Des syndicats manifestent à Caracas et réclament des élections présidentielles au Venezuela

Plus d’une centaine de personnes mobilisées par des syndicats ont manifesté mercredi à Caracas pour réclamer le départ de la présidente chargée du Venezuela, Delcy Rodríguez, demander l’organisation d’élections présidentielles et dénoncer la gestion de la crise après les deux séismes qui ont frappé le pays il y a deux semaines.

« Nous devons sortir du régime afin de mettre en place un gouvernement de transition et, dans l’immédiateté nécessaire de 30 jours, organiser des élections présidentielles et parlementaires », a déclaré à l’Agence France-Presse Josefina Guerra, militante de la Coalition syndicale nationale.

Les manifestants ont brandi des pancartes avec différents messages, notamment « Élections maintenant » et des slogans critiques envers plusieurs acteurs politiques.

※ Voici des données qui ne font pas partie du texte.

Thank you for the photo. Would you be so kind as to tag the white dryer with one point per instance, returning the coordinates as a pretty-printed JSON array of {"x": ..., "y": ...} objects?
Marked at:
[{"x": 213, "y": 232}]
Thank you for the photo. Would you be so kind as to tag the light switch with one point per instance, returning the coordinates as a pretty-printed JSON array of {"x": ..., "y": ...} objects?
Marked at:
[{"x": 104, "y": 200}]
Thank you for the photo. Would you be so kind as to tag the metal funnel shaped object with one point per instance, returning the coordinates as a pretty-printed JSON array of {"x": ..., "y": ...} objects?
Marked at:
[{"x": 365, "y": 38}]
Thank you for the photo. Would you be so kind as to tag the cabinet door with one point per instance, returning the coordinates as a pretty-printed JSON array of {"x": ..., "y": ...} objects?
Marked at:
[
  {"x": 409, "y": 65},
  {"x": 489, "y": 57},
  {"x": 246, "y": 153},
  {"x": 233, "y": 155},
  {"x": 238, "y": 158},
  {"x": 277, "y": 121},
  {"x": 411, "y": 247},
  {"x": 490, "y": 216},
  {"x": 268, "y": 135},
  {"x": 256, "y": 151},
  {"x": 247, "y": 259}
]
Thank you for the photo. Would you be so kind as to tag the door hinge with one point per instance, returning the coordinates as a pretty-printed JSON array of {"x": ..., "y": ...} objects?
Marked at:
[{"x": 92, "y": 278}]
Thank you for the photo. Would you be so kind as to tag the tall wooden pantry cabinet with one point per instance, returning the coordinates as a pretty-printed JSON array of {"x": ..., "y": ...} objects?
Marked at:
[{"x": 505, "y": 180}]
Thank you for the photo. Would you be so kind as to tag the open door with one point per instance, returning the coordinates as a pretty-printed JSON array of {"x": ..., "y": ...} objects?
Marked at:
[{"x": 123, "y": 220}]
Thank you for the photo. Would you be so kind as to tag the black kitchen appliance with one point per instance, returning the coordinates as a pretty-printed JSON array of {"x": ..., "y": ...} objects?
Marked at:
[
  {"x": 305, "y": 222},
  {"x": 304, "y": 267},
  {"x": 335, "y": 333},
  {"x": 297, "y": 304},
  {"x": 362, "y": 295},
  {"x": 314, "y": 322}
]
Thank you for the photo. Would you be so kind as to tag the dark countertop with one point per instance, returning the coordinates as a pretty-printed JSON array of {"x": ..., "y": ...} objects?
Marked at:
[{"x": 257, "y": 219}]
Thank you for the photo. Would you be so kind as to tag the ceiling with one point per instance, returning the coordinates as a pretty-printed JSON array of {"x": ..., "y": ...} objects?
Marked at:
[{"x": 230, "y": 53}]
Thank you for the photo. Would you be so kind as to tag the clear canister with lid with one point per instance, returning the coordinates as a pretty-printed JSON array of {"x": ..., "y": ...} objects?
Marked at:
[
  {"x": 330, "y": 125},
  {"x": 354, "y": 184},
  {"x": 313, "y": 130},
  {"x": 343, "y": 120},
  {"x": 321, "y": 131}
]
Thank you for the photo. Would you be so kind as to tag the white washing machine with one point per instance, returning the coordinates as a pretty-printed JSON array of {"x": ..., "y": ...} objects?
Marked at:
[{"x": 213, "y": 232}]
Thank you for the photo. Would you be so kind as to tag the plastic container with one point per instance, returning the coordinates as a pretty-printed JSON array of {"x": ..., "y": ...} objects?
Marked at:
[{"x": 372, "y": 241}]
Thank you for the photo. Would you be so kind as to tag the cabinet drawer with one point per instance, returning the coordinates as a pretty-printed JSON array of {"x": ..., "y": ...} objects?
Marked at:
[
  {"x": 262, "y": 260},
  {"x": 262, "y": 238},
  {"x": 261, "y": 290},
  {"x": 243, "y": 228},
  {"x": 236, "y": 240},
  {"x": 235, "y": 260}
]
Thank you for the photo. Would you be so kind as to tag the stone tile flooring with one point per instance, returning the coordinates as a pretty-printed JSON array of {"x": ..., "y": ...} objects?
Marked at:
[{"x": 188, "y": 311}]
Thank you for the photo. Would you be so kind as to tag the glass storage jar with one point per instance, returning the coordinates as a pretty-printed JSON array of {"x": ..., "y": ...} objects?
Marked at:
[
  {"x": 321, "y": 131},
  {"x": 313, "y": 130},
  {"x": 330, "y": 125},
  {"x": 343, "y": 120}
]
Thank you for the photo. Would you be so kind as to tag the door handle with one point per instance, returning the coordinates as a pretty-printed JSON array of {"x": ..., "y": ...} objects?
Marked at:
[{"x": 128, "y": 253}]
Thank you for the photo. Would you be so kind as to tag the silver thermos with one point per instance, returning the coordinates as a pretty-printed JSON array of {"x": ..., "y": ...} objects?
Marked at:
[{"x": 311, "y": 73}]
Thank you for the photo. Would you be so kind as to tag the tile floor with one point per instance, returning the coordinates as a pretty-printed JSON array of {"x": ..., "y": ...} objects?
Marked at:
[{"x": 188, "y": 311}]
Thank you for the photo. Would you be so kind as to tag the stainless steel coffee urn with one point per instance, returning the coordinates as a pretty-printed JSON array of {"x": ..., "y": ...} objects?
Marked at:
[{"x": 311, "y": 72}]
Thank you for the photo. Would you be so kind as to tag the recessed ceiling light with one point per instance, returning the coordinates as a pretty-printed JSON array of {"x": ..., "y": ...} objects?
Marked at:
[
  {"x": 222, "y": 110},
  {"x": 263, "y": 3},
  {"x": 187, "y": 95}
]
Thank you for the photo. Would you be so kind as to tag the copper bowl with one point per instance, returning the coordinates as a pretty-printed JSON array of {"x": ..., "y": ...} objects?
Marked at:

Certains messages étaient également adressés à la dirigeante de l’opposition María Corina Machado, qui a annoncé son intention de revenir prochainement au Venezuela.

Le cortège est parti de la place Venezuela avant de se diriger vers un centre situé à proximité du Service bolivarien de renseignement national (Sebin), où les manifestants ont demandé la libération des prisonniers politiques. Selon l’ONG Foro Penal, 389 personnes seraient actuellement détenues pour des motifs politiques.

Sur place, les manifestants ont frappé une barrière de sécurité installée par les forces de l’ordre, qui ont ensuite déployé plusieurs agents du Sebin, certains avec le visage couvert et équipés de fusils. Des policiers portaient également des caméras fixées sur leur uniforme.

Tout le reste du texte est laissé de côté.